Differential gene expression#
One of the most commonly asked questions when comparing between conditions is which genes are differentially expressed. In statistical terms, we ask if the mean gene expression differs between two groups more than what would be expected by random chance. A common fallacy here is that frequently applied statistical tests assume independence of the observations, while cells from the same sample or patient are not independent. This is also called “pseudoreplication bias” and leads to drastically inflated p-values [Squair et al., 2021, Zimmerman et al., 2021].
Unfortunately, the differential testing
functions available from the most commonly used frameworks (e.g. scanpy.tl.rank_genes_groups()
in scanpy) do not account for this, allowing for qualitative comparisons at best. As an alternative, Squair et al. [2021] suggest to aggregate samples into “pseudo-bulks” and apply tools originally designed for comparing bulk RNA-seq samples.
In this section, we are going to demonstrate how to generate pseudo-bulk samples by cell-type using decoupler [Badia-i-Mompel et al., 2022] and apply DESeq2 [Love et al., 2014] to perform cell-type-specific comparison between conditions.
See also
The Differential gene expression chapter of the single-cell best practice book [Heumos et al., 2023].
1.Load libraries#
%load_ext autoreload
%autoreload 2
import re
import subprocess as sp
from pathlib import Path
import decoupler as dc
import matplotlib.pyplot as plt
import pandas as pd
import scanpy as sc
from anndata import AnnData
from tqdm.contrib.concurrent import process_map
import atlas_protocol_scripts as aps
2. Load input data#
Load the annotated AnnData object
adata_path = "../../data/input_data_zenodo/atlas-integrated-annotated.h5ad"

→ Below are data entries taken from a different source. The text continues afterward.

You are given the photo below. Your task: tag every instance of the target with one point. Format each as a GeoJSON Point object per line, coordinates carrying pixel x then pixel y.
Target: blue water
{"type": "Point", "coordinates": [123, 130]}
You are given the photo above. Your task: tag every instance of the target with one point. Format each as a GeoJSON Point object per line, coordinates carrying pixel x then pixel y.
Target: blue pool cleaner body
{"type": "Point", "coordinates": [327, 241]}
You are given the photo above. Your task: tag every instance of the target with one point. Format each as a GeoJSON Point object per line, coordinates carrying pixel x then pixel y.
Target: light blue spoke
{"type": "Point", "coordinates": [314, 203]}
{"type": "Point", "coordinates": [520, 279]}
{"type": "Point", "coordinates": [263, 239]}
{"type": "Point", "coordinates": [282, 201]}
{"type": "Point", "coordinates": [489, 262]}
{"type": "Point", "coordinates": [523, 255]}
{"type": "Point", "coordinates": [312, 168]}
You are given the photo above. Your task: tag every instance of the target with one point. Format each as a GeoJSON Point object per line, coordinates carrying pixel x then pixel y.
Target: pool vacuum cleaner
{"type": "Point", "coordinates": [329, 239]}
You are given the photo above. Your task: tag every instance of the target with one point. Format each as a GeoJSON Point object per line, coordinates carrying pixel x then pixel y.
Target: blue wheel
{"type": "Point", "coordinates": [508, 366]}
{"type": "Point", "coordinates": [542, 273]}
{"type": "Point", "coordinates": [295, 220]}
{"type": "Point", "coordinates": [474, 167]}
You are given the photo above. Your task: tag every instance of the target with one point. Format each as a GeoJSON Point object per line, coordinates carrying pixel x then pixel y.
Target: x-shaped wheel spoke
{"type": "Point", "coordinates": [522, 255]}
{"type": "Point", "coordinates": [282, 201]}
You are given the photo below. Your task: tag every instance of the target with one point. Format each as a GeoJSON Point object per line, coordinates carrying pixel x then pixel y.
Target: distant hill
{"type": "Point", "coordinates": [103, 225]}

adata = sc.read_h5ad(adata_path)
Define the paths to the scripts for DESeq2. The script is shipped as part of the
atlas_protocol
repo.
deseq_script_path = "../../bin/deseq2.R"
Create output directories
deseq_results = Path("../../data/results/differential_expression/")
!mkdir -p {deseq_results}
3. Generate Pseudobulk#
Here, we aggregate counts by biological replicate (patient) for each cell-type individually.
subset AnnData to the cells of interest. In this case, we only focus on cells originating from primary tumor samples and the two conditions (LUAD vs. LUSC) we are going to compare.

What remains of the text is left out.